Es un proyecto de la concejal María del Huerto Ratto, que apunta al seguimiento de los niños de comedores, a través de la valoración antropométrica. “Existen escasas encuestas y nulos registros nutricionales que ayuden a entender mejor la problemática”, destacó.
Ejes del proyecto
La concejal Ratto solicita precisamente en su propuesta al Ejecutivo municipal el seguimiento de los niños en edad escolar, que asisten a comedores escolares, mediante la valoración antropométrica -peso, talla, edad, índice de masa corporal (IMC)-; la elaboración de un registro sobre los datos obtenidos de esas valoraciones antropométricas; la intervención, de acuerdo con los valores antropométricos o situaciones especiales, adaptando el menú cuando así lo requiera; la apoyatura técnica a los comedores, en la observación de la calidad y cantidad de los alimentos recibidos, así como también del depósito o guardado si lo hubiera; la capacitación a los manipuladores de los alimentos para una correcta y adecuada preparación del menú y la evaluación del costo-beneficio de la ración.

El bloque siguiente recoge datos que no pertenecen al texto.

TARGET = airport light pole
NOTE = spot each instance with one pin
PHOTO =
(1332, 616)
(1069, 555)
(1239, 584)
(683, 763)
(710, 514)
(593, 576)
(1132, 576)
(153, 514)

También sugiere al Departamento Ejecutivo realizar un convenio de colaboración con el Colegio de Nutricionistas /Dietistas de la provincia de Buenos Aires.
La edil sostuvo que “nuestra región, siendo un productor y proveedor internacional de alimentos, no está exenta de los problemas nutricionales” y que “existen escasas encuestas y nulos registros nutricionales que ayuden a entender mejor la problemática ya que nos permitirían diseñar menús adecuados para los centros comunitarios” teniendo en cuenta la situación biológica de cada niño “aunque, casi siempre se ve la misma problemática: malnutrición, desnutrición crónica que muchas veces convive con obesidad, obesidad, bajo peso, anemias, hipovitaminosis, baja talla”.
“No hay evaluación”
Repasando el contexto general, la licenciada Ratto sentenció que “uno de los problemas en salud pública es el control de gestión”, que “conlleva posteriormente la evaluación de los resultados”. Además al argumentar su plan alertó sobre que “suele existir una inadecuada manipulación de los alimentos, produciendo contaminación cruzada de ellos o de las preparaciones, teniendo como consecuencia diarreas, afecciones intestinales, fiebre y la repetición de estos episodios afecta seriamente el crecimiento y calidad de vida del niño”. Los centros comunitarios son un espacio de “alimentación-nutrición para los chicos en edad escolar y una herramienta de política pública básica”, por lo tanto “es muy importante considerar la correcta incorporación de nutrientes y calorías”, que redunda “en un aporte educativo”, explicó.
Los comedores, según Ratto, “no están fuera de esta problemática y no hay evaluación antropométrica en los niños que concurren a los centros comunitarios” como tampoco hay “elaboración de esos datos obtenidos, ni adaptación del menú a los niños de acuerdo a su situación especial o evaluación antropométrica”. En esa línea definible, reveló que no existe apoyatura técnica sobre el control “en la recepción de la mercadería recibida en cuanto a cantidad y calidad y/o condiciones organolépticas de los alimentos; no hay control nutricional sobre las preparaciones en estos centros comunitarios ni hay una evaluación periódica sobre la relación costo beneficio”.
Por otro lado, afirmó que es “importante la palabra ‘Observatorio’ ya que la misma implica una mirada permanente sobre nuestros niños, pero no se agota allí, también significa involucrarse y comprometerse para actuar a favor de su pleno desarrollo y crecimiento”.